The Coming of Digital Sculpting

Ladies and Gentlemen, we have finally reached an age where technology allows us to create anything on the virtual playing field. With well known programs such as AutoCAD, 3DMax, Cinema 4D and Blender, artists now have a medium to create multi-dimensional works through computers. The question is, who will follow this trend and who will not? Is the fabric of art value threatened by the global digital trend of 3D generation and mass production? Or is it a candidate for support via these new age methods of creation and editing. I think just like the world of painting took to the emrgence of programs like photoshop, the world will eventually create a new category of for sculpture of the computer aided design. 

Here is my very first work in 3D via Blender, it took me around two hours a day for two days to finish this one, and it'll be able to move once I learn how to animate my models. It's nice to explore the opportunities of 3D even in the art world, but I'm still particularly curious about the duo of 3D programs and 3D printing, as well as their effect on the sculpture community of the world.

(Here's my unfinished second model in Blender, a rendering of Aurora Australis) 
Currently, I do all of my own sculptures strictly by hand, so the manual intensity and the personality of each subjective piece is not sacrificed, however friends have intrigued me on the eventual possibility of using one of the long-standing 3D generation programs to aid in my sculptural work, and eventually open up more possibilities for my studio. So far, I am learning the very basics of some programs, just enough to create small models and character animations.
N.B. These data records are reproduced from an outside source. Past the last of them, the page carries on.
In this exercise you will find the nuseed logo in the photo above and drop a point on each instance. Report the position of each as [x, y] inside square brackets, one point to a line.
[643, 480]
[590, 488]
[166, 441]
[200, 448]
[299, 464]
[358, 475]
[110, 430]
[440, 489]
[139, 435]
I believe that knowledge at least, of these pathways will help sculptors understand more about the trend of CAD these days, and the movement of 3D printing and prototyping in the world of art.


  1. DUDE!! lets do 3d printing!! its so awesome!!

  2. I agree, 3D Printing seems to be a good exploration, but what do you think about its application here in the Philippines where labor is much cheaper than in America?

  3. well, we can transform a lot of ideas into tangible objects and it would be better to present prototypes as well. yes labor maybe cheap here, but, the Philippines still lack that certain degree of precision that common "cheap" labor cannot address.

  4. I suppose the resolution would make a difference, but that kind of accuracy here in the country.. wouldn't it be used better for other applications such as medical prosthetics or architectural scale models?